Hindsbo interviewed me a month before opening – the museum looks almost ready and they have just completed basic safety checks. As this marathon project approaches the finish line, what do you hope visitors will feel?

“For a Norwegian audience, I’d say proud,” she says. “To be so proud of what we have in Norway, what kind of group we have. What kind of cultural nation have we become and still are, for much longer than Norwegians think. And for a global audience? I can’t wait to come back.”

Four main spaces in the new museum

Photo: Ewan Ban. Courtesy of the National Museum

hall of light

The museum’s signature space is located on top of the building. The Hall of Light is a tall, cube-shaped square with walls made of thin, translucent layers of marble between glass panes. At night, it will glow with the light of 9,000 energy-efficient LED lights and can be clearly seen from aircraft approaching Oslo’s Gardermoen Airport. Like Tate Modern’s Turbine Hall, it’ll be home to a series of solo artist contemporary commissions, but in form it resembles the glass box that extends over the chimney of the Museum of London. It is 130 meters long and seven meters high.

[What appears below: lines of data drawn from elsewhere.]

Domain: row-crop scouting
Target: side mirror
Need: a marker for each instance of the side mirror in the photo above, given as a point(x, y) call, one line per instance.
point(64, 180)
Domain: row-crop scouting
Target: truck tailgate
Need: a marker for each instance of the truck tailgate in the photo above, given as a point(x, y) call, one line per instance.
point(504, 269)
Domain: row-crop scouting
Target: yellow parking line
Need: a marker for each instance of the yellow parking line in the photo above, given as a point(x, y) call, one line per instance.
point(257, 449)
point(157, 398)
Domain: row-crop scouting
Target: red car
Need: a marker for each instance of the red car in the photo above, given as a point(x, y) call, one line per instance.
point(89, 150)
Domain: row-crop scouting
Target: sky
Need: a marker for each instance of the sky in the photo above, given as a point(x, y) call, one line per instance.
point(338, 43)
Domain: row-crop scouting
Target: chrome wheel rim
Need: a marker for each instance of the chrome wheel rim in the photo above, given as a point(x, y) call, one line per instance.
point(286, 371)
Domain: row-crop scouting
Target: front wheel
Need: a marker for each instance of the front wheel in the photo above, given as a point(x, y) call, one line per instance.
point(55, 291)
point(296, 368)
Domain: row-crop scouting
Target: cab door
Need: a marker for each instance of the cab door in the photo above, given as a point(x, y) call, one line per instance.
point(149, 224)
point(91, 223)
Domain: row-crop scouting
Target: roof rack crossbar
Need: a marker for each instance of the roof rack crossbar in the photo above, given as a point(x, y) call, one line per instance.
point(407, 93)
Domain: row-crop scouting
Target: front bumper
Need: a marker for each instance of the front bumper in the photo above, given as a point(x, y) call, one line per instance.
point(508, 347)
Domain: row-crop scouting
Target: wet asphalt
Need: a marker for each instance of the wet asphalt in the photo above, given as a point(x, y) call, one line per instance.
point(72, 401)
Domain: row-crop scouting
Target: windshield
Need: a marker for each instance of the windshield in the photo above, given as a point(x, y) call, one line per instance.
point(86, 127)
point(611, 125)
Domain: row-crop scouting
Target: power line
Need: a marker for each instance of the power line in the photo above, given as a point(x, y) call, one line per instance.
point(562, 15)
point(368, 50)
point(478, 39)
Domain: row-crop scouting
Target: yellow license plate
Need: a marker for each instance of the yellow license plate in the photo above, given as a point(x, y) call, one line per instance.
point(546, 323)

Frederiksen family group room

Behind the series of exhibitions comprising the museum’s contemporary collection is a private room dedicated to works from the Fredriksen Family Collection. The large exhibition space is highly adaptable, with foldable walls and a curtain system allowing it to be easily divided into smaller spaces, eg for displaying video works. This is to allow displays to quickly adapt to changing situations and also to reduce the physical waste associated with rebuilding exhibitions.

Photo: Anar Bjorgali. Courtesy of the National Museum

salon

While most of the galleries are windowless or overlook the inner courtyards, the salon on the second floor offers an expansive view of the Oslo Harbor. It will have a bar serving drinks and snacks and a rest area for visitors. The back of space was activated by Sol LeWitt’s Wall Drawing #839Donated by the Norwegian financial services firm Storebrand. The salon overlooks the courtyard café set up behind the old train station buildings in front of the museum, one of which is now home to the Nobel Peace Center.

Photo: Bur Hostland. Courtesy of the National Museum

munch room

Oslo has lost one of its defining areas for more than three years. The closure of the old National Gallery in 2019 meant farewell to the room dedicated to the city’s most famous son of art. Edvard Munch’s new room evokes the old room. It will have 18 panels, including girls on the bridge (1901), Self-portrait with a cigarette (1895), perhaps the second most famous painting in the world, 1893 yelp. More of Munch’s work can be seen in the aisle outside as well as in the main commentary.